Comprar por comprar, cambiar por cambiar

Acabo de leer un articulo de Juan Carlos Zubieta publicado en El Diario Montañes (Vocento). A mi me ha gustado, a ver que os parece a vosotras:

Llevo varias semanas con un término en la cabeza: austeridad. Y, en consecuencia, también tengo presente su antónimo: despilfarro. Las dos palabras-conceptos me hacen reflexionar sobre mil aspectos de lo que observo a mi alrededor: en mi vida, en la vida que llevamos casi todos, y en las consecuencias del modelo de sociedad que hemos creado. Permítanme que comparta con ustedes algunos de esos pensamientos.

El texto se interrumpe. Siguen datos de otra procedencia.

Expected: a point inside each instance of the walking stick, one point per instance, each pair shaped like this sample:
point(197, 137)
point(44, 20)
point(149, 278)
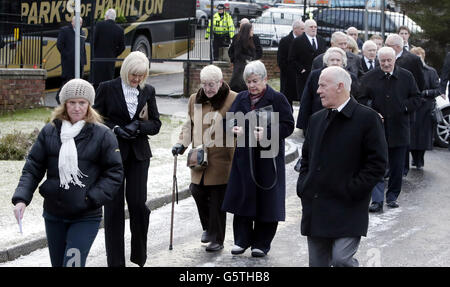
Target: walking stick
point(174, 189)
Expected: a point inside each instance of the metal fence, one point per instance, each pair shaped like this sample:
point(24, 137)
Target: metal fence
point(20, 45)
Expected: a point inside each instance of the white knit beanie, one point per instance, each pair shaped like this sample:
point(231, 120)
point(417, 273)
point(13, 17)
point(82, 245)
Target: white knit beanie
point(77, 88)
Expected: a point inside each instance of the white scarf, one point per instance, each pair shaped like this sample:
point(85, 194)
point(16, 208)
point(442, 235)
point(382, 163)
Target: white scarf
point(68, 155)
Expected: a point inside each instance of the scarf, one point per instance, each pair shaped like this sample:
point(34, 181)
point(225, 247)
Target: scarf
point(68, 155)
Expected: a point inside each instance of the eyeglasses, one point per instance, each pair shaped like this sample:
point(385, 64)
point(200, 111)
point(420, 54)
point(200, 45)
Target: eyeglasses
point(209, 84)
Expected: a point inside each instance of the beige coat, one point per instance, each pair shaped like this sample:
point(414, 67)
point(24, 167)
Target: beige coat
point(219, 158)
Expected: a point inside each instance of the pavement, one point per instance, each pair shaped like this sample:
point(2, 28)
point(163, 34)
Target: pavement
point(170, 101)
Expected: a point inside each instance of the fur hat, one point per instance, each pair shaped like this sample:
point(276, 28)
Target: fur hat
point(77, 88)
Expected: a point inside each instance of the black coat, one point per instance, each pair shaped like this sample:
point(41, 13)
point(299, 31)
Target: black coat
point(287, 72)
point(242, 196)
point(310, 101)
point(109, 42)
point(353, 63)
point(239, 56)
point(98, 158)
point(395, 99)
point(340, 165)
point(66, 47)
point(413, 64)
point(110, 103)
point(301, 56)
point(423, 126)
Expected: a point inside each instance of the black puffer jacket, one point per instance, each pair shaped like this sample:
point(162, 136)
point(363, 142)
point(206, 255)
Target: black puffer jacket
point(98, 158)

En la prensa que he leído el fin de semana tres titulares y frases sueltas me hacen dar vueltas a esas palabras que me obsesionan: “Producción limpia y consumo responsable” (Amanda López. El Diario Montañés). “El futuro del empleo es una combinación de lo nuevo y lo conocido” (Salvador Aragón. El Diario Montañés). La tercera información alude al cambio tecnológico, más concretamente a los programas informáticos de la empresa Microsoft; el titular dice: «Las empresas se resisten a dejar la versión XP para pasar a Vista» (Ángel Méndez, en El País).

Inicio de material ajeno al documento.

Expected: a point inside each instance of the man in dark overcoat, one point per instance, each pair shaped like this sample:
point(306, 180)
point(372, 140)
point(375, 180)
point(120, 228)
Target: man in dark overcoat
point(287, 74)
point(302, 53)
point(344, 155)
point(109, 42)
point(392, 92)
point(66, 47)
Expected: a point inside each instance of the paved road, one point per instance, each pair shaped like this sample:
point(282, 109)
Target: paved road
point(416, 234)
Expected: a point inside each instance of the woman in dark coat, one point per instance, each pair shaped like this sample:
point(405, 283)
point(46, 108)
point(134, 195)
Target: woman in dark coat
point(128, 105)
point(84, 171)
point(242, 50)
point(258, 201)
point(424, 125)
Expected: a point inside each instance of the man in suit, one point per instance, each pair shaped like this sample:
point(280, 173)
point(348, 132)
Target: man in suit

Consumimos como posesos. Queremos comprarlo todo, tenerlo todo, aunque muchas veces no sabemos qué vamos a hacer con lo que adquirimos. Sí, la compra compulsiva se ha instalado en nuestro cerebro. No se trata de unos pocos casos excepcionales, la patología se ha generalizado. Muchas veces, con toda naturalidad, decimos: «Voy de tiendas» o «He estado de compras», admitiendo con el tono y con una sonrisa que hemos ido a adquirir objetos superfluos, que hemos ido a comprar por comprar. Los que se dedican a la Educación para el Consumo enseñan que antes de ir al centro comercial deberíamos hacer una lista con nuestras necesidades y atenernos a esa referencia. Es decir, se trata de no dejarnos seducir por los cantos de sirena de la publicidad, de las promociones, ofertas y rebajas; del encantamiento que provocan las luces, y de la magia de “lo nuevo”. ¿No le ha pasado a usted que al llegar a casa se ha dado cuenta de que ha comprado más de lo que tenía previsto? ¿No ha comprobado que acumula camisas, libros o artefactos que luego no utiliza?

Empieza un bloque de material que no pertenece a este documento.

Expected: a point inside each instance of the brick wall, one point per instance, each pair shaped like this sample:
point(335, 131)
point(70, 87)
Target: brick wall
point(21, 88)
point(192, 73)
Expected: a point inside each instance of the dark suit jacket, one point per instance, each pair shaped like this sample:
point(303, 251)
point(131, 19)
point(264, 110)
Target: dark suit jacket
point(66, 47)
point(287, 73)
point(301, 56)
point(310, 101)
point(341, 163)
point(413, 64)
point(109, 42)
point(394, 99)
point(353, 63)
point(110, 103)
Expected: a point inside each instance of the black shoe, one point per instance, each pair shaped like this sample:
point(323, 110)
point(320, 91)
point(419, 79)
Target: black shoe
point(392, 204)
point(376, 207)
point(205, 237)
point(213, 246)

Cuando no sabemos qué hacer vamos de compras; consumimos para tratar de animarnos, para procurar tener una buena cara cuando hace mal tiempo. La insatisfacción nos empuja a tratar de encontrar la felicidad en una nueva camisa, pero, habitualmente, comprobamos que la posesión de ese nuevo objeto no nos satisface, que sólo disminuye el saldo de la cuenta corriente (y reconocemos que, en el fondo, sabíamos que eso iba a suceder), y, habitualmente, sentimos desencanto y un mayor vacío: hemos desperdiciado dinero y tiempo, y nuestros problemas son los mismos.

El esquema-guión de la sociedad capitalista de consumo de masas es conocido: el consumo es condición para la producción, para la creación de empleo y para el beneficio; por tanto, hay que hacer posible que la gente consuma: con 400 euros y con la promesa de la felicidad que nos hace el anuncio (sí, ya sé que entre el consumo superfluo y el consumo necesario hay mucha distancia). La consecuencia de este modelo es el despilfarro, la pérdida del sentido y, en muchos casos, la depredación de recursos escasos.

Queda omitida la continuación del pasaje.